Powell appears to want to emulate previous Fed chairman Paul Volcker after pursuing ultra-loose monetary policy that fuelled price instability and enormous inflation in the first place. Volcker raised interest rates to their highest level on record in the early 1980s, eventually halting the late 1970s inflation rise.

For the time being, the FED’s rate hikes and strong language on inflation are boosting the US Dollar Index. However, growing unemployment, declining factory output, dropping house sales, and poor GDP estimates in upcoming reports could indicate a harsh landing for the economy. This would effectively compel central bankers to relent.

Precious metals markets, on the other hand, haven’t exactly been generating stellar returns of late. They have been hampered all year by FED rate hikes, which have increased the value of the US dollar relative to other currencies.
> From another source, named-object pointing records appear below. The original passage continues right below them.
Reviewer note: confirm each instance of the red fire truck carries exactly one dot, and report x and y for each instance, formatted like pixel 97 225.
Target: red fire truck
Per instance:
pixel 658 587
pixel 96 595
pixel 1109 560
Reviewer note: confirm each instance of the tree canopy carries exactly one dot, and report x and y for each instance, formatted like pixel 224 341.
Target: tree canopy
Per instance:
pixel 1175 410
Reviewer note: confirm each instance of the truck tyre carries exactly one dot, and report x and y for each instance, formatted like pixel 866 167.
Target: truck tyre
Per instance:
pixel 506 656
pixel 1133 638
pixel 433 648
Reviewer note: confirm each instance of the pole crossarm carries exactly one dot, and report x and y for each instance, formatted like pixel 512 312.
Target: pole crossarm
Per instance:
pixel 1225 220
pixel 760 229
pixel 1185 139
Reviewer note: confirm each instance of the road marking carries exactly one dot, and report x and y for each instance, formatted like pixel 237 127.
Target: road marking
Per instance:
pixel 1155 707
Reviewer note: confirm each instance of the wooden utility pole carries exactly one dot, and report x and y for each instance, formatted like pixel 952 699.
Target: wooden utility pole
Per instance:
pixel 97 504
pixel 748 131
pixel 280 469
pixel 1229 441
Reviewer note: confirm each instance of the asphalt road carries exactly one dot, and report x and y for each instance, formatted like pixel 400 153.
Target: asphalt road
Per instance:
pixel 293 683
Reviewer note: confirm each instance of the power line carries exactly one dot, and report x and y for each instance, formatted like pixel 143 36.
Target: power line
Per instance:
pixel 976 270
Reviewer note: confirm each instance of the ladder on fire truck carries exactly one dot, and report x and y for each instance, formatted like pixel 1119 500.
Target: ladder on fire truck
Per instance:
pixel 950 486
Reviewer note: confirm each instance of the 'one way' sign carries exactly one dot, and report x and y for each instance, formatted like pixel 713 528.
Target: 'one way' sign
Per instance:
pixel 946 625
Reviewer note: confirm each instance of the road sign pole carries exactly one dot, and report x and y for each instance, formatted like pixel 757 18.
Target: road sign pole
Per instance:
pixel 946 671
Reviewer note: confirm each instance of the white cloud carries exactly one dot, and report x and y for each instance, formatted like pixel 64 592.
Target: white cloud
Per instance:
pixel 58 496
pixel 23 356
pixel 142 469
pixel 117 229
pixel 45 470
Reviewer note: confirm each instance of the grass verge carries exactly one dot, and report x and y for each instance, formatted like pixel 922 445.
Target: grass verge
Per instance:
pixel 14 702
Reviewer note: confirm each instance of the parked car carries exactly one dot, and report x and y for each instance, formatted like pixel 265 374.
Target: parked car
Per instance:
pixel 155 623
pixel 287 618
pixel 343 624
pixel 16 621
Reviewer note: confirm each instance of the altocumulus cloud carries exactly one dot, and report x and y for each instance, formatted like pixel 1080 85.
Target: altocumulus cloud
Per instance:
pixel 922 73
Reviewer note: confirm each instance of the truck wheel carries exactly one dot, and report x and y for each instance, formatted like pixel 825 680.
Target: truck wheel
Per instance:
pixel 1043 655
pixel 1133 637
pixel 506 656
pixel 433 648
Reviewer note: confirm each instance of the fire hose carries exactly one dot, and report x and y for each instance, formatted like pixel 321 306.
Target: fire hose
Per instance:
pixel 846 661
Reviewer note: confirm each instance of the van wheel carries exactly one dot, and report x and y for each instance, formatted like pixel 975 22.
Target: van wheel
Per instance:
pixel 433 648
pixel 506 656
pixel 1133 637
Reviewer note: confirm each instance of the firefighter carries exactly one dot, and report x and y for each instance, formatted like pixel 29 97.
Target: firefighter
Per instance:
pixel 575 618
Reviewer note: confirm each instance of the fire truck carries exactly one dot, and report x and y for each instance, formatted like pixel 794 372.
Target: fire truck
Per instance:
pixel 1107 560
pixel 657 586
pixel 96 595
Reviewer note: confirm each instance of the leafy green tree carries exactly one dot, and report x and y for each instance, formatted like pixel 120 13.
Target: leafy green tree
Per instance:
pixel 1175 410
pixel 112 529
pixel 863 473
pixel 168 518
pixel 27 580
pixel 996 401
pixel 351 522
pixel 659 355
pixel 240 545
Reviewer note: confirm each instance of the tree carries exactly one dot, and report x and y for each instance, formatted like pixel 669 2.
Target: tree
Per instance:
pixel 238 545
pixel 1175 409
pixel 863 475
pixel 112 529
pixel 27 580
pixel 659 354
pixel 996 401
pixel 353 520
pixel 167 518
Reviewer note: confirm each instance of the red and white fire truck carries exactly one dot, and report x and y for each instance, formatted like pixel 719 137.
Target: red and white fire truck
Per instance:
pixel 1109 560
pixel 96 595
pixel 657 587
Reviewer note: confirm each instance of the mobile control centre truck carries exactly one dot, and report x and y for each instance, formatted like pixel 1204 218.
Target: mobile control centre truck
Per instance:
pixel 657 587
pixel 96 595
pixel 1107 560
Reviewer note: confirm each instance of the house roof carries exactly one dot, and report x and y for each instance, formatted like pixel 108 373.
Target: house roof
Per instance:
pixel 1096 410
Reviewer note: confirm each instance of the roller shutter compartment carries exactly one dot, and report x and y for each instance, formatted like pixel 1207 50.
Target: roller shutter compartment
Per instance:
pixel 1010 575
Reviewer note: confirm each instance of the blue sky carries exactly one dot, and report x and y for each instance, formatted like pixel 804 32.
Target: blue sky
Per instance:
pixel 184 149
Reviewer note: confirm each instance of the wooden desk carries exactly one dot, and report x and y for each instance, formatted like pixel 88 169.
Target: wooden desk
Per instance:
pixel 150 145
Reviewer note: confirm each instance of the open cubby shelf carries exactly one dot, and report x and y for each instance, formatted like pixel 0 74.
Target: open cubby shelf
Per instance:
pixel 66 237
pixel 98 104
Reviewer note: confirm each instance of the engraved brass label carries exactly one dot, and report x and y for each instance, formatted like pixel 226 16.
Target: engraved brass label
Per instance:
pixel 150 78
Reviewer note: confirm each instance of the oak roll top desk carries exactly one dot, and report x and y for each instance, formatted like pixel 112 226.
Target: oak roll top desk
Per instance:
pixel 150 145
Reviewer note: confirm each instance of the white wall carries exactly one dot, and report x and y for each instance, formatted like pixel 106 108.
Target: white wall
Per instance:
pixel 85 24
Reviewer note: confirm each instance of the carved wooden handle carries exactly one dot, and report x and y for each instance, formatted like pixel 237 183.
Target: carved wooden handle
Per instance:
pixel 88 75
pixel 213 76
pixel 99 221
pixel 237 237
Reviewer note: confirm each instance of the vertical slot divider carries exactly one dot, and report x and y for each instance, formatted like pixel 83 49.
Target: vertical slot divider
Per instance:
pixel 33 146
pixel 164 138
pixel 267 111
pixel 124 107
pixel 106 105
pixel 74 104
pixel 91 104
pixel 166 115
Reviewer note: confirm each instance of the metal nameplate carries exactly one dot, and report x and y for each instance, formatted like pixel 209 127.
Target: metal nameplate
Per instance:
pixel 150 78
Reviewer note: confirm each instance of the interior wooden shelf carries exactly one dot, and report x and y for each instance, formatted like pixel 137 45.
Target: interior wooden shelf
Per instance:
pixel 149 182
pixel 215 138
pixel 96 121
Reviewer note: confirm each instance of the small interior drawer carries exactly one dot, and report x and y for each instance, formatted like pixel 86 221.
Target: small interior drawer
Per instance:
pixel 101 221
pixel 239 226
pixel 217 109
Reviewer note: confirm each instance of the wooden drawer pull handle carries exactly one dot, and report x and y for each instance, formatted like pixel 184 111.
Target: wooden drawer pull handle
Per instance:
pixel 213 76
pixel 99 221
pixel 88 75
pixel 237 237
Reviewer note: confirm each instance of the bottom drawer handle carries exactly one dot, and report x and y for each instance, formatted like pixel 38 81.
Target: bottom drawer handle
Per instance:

And, because markets are always looking forward, we can expect currency and precious metals markets to start reflecting a dovish FED tilt before it occurs. Investors who wait until the FED says that it has completed its rate hikes before positioning themselves for a falling dollar would certainly miss out on some solid gains in hard assets.

Nonetheless, the danger of escalation in the Russia-Ukraine war lends some support to the safe-haven precious metal. Russian President Vladimir Putin announced an emergency partial military mobilisation, which, coupled with economic fears, is weighing on investor sentiment and may limit gold losses.

A persistent break below the previous YTD low, in the $1650 range, could be interpreted as a new trigger for bearish traders. This could have already set the stage for further losses. As a result, a following drop towards the next significant support level, around $1600, is a distinct possibility.

However, there have been some bullish divergences building in recent weeks, particularly in the Silver market. Silver is displaying some relative strength in comparison to financial assets, other commodities, and gold. Since the beginning of the month, Silver has made some movement on the charts. Bulls have cause to be optimistic, and they believe silver will shortly convincingly break over the $20 mark.